Attenzione però anche all’ipotesi di coesistenza: proprio per l’intenzione di finalizzare il gioco viola, Montella ha più volte ribadito la propria aspirazione a far giocare insieme le due punte ‘vere’. “Solo in certi tipi di partite”, disse a suo tempo il tecnico, ma è “un’opzione che mi intriga: per le difese avversarie sarebbe difficile contrastare due attaccanti così”. Scelta varata ad inizio campionato ed a tratti nell’arco del girone di andata, vedremo se tutto questo sarà riproposto nelle prossime sfide (magari quando Baba avrà raggiunto il miglior stato di forma).

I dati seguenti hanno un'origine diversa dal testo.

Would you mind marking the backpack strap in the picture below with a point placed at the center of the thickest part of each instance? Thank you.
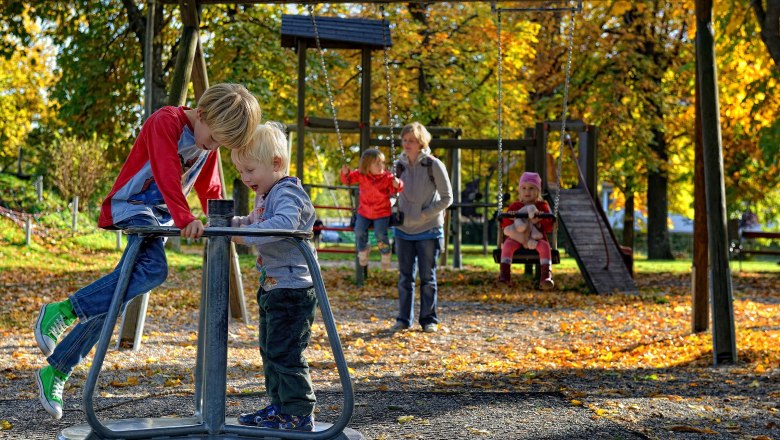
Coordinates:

Intanto, la vittoria di Verona ha confermato l’ottimo momento di Joaquin: sempre decisivo, nelle ultime due sfide, lo spagnolo, e spesso tra i migliori negli ultimi due mesi di campionato da quando si è ‘reinventato’ esterno destro del centrocampo a cinque. Diventa sempre più difficile, adesso, toglierlo dall’undici titolare viola: Diamanti scalpita per ritagliarsi un posto da seconda punta, ma anche una volta in condizione sarà complicato arretrare Cuadrado a destra e rinunciare ad una pedina decisiva come l’ex Malaga. Anche al Bentegodi due palle decisive, da destra, servite da Joaquin per i due gol viola: il giocatore più continuo, lo spagnolo, nell’altalena di prestazioni fornite da inizio stagione dagli altri pilastri gigliati. Una vera certezza, insomma.

Montella è dunque pronto a godersi una piacevole abbondanza in avanti. La stagione entra nel vivo, tra coppa Italia (sullo sfondo anche l’eventuale incrocio ai Quarti contro la Roma) e campionato (con il terzo posto tornato a -3). Da Gomez a Babacar, passando per Diamanti e Cuadrado-Joaquin: tante possibilità di scelta per il reparto offensivo viola.